Craig Strachan via flickr

A federal judge in Pennsylvania has turned back the farm industry’s efforts to toss out the Environmental Protection Agency’s Chesapeake Bay clean-up plan—known as a “pollution diet”—in a decision that may have national implications.

Ellen Steen, a lawyer for the farm groups, said the organizations are worried that EPA could apply the framework it established for Chesapeake Bay clean-up just about anywhere there are “impaired” waters. “We think that the framework is an unwise one,” she said, “and allows for a much higher level of federal oversight and control over local land use and economic development decisions than Congress ever, ever intended to give to EPA.

The American Farm Bureau Federation sued in early 2011 at the U.S. District Court in Harrisburg, arguing that the EPA lacked the authority to establish pollution limits for states in the Bay watershed. The Farm Bureau was joined by a number of national organizations, including the National Pork Producers Council, the National Corn Growers Association and the National Chicken Council.

Steen said they were interested in more than the Chesapeake Bay’s 64,000 square mile watershed. “We’re looking at it from a larger national policy perspective and whether this is something that is lawful here in the Chesapeake Bay, but also whether it’s something that would be allowed elsewhere,” she said.

In an exhaustive 99-page opinion, District Judge Sylvia Rambo rejected all of the farm bureau’s arguments.
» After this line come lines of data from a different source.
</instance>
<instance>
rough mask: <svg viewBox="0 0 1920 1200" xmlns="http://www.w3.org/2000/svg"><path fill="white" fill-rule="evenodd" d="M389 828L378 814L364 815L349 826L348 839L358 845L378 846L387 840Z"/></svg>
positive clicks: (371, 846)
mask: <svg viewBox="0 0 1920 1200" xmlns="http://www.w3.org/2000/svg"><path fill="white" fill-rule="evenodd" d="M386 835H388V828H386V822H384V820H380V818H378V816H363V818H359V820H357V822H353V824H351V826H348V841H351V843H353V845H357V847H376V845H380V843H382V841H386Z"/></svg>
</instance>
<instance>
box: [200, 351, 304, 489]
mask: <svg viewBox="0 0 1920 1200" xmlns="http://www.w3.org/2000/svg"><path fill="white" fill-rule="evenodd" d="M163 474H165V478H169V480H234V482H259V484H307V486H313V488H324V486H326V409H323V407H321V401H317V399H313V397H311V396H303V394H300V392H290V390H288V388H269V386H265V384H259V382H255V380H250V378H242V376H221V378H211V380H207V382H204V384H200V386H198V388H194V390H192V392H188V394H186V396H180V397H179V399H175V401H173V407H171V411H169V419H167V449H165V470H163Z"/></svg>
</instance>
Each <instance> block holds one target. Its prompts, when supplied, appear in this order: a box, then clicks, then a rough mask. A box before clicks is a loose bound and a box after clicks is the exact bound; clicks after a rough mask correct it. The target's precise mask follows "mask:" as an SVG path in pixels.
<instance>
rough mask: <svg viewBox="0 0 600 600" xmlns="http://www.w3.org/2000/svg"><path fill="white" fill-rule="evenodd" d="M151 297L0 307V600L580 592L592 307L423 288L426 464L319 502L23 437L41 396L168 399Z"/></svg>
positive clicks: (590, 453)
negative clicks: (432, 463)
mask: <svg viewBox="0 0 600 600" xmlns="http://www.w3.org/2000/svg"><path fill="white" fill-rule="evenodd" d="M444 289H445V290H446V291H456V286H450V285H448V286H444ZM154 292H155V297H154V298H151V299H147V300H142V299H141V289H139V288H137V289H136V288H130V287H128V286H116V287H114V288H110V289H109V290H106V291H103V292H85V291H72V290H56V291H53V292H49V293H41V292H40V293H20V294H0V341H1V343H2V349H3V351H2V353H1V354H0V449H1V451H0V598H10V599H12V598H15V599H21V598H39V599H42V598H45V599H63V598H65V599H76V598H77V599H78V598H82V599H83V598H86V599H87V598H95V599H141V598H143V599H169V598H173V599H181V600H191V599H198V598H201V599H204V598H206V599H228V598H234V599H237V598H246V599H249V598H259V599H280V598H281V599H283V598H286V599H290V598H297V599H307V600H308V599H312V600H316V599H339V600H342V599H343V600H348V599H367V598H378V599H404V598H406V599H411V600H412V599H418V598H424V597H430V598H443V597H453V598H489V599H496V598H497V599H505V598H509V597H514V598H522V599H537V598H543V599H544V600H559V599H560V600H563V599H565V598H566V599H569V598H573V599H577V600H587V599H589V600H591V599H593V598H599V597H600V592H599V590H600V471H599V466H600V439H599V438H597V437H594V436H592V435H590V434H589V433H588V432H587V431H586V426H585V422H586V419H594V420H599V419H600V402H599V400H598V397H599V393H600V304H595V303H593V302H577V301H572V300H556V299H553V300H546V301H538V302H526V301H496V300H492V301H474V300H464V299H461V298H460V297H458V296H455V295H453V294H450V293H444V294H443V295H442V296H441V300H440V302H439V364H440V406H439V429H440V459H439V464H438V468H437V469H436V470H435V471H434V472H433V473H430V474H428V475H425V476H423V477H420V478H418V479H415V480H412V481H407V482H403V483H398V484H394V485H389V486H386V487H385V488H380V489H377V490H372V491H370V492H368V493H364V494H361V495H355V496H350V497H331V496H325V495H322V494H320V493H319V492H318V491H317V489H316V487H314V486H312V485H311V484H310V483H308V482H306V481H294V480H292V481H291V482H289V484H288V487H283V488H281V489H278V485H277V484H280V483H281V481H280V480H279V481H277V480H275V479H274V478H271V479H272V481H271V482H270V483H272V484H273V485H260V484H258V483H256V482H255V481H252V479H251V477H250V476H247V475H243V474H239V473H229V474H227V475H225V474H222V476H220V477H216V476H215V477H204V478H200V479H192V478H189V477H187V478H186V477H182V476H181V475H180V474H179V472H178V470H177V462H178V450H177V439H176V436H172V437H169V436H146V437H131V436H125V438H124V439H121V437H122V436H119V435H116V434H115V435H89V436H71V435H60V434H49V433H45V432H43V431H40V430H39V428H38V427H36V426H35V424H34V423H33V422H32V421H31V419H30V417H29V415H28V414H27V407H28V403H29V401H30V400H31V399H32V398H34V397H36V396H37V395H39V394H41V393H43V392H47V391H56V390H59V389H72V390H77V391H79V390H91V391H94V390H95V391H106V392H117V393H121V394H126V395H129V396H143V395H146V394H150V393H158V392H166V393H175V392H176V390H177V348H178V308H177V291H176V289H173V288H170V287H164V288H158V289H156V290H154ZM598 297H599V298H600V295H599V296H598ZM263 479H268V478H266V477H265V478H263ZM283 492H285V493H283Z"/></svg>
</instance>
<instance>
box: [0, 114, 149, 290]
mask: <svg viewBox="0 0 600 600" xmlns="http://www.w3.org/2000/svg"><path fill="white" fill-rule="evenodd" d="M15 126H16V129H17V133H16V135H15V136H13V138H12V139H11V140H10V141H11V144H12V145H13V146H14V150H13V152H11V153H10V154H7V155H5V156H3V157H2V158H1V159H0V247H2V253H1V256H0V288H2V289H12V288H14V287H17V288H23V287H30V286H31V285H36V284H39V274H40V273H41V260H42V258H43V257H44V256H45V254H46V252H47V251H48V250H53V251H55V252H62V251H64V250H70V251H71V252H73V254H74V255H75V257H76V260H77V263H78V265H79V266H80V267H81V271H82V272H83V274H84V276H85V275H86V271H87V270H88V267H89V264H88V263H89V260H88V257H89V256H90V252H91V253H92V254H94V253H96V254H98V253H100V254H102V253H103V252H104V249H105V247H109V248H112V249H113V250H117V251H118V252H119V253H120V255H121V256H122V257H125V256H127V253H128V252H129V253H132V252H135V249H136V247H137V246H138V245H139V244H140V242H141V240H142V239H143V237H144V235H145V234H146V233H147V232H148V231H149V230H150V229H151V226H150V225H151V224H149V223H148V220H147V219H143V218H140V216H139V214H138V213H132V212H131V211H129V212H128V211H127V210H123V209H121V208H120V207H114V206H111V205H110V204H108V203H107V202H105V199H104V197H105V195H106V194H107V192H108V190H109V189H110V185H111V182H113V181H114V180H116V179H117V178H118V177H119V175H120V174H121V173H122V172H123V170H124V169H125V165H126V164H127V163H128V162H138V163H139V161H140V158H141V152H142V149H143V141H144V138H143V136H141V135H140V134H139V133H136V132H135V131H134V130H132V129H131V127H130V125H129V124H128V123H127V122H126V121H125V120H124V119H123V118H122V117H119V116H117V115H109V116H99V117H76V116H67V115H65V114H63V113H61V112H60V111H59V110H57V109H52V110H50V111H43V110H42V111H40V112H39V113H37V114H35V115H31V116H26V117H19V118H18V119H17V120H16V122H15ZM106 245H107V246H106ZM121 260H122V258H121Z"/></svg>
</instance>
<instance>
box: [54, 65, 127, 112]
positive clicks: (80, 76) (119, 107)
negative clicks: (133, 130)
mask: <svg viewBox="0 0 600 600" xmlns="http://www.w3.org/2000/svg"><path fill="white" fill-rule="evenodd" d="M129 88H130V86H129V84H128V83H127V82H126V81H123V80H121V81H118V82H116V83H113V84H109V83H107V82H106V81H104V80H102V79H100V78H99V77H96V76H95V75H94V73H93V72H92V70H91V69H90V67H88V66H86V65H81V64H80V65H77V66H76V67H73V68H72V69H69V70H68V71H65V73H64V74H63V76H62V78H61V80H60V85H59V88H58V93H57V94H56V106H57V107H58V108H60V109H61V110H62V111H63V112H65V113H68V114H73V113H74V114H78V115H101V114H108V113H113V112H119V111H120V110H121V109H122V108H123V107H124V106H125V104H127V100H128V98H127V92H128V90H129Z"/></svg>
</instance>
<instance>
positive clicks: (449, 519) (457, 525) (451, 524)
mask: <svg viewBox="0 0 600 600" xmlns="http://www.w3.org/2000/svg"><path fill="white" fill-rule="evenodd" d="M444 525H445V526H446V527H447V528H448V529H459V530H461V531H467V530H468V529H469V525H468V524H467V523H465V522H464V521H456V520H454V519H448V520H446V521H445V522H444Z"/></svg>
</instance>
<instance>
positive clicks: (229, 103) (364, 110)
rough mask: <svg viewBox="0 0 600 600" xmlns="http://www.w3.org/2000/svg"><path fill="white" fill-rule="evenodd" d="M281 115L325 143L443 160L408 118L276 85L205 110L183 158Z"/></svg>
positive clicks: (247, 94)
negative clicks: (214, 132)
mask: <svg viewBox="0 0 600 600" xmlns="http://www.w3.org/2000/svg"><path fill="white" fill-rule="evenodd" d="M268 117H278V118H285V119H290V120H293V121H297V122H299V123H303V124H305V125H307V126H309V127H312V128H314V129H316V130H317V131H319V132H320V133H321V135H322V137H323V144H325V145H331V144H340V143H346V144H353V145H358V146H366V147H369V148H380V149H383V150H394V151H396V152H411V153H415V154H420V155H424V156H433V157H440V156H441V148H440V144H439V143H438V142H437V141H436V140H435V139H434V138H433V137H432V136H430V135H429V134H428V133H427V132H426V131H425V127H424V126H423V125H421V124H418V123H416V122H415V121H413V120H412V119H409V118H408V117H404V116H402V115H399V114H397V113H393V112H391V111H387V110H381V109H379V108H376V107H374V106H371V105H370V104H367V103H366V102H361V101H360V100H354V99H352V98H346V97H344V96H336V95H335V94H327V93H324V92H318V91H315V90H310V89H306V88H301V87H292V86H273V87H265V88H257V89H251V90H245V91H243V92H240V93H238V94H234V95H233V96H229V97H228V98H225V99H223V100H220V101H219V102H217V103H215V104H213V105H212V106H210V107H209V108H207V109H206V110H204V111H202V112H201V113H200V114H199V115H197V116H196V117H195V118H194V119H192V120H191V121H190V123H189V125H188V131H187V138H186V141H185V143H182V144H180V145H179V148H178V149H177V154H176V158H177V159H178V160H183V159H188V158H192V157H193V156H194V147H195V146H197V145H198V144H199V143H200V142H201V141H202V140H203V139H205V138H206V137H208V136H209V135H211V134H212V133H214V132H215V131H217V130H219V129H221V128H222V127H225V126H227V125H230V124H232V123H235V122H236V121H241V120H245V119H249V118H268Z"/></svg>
She said EPA not only has the authority, but “the responsibility” to establish pollution limits for “impaired waters,” such as the Chesapeake Bay and its tributaries. She noted that voluntary, state efforts had failed to produce an improvement and that the federal government should step in.In a written statement, EPA called the decision a “victory for the 17 million people in the Chesapeake Bay watershed." 

"We can all now as partners re-focus our work on achieving clean water goals, building on the progress already happening, and reaping the benefits of restoring local waters and the Bay,” it read.

Will Baker, president of the Chesapeake Bay Foundation, called the farmer’s lawsuit a “significant challenge” that had the potential to invalidate the three-decade long cleanup effort. “And fortunately, the federal judge, in an extremely strong ruling, said absolutely not going to throw it out. This is the way it’s going to be and it validates the Bay restoration effort.”

He rejected claims that the case has national implications, arguing that the only thing the decision talks about is Chesapeake Bay clean-up. “If others want to talk about national implications that’s their business,” Baker said. “We’re involved with the Chesapeake Bay; this is what we see the decision having to do with.”

Steen said the farm bureau and its partners haven’t formally decided whether to appeal, but they wouldn’t have filed the suit if they didn’t believe they were right about the EPA’s powers.

Baker urged the groups to drop the suit and spend the money on clean-up efforts with the Bay Foundation, but Steen insisted that nothing in the lawsuit would stop efforts on the ground to improve bay water quality.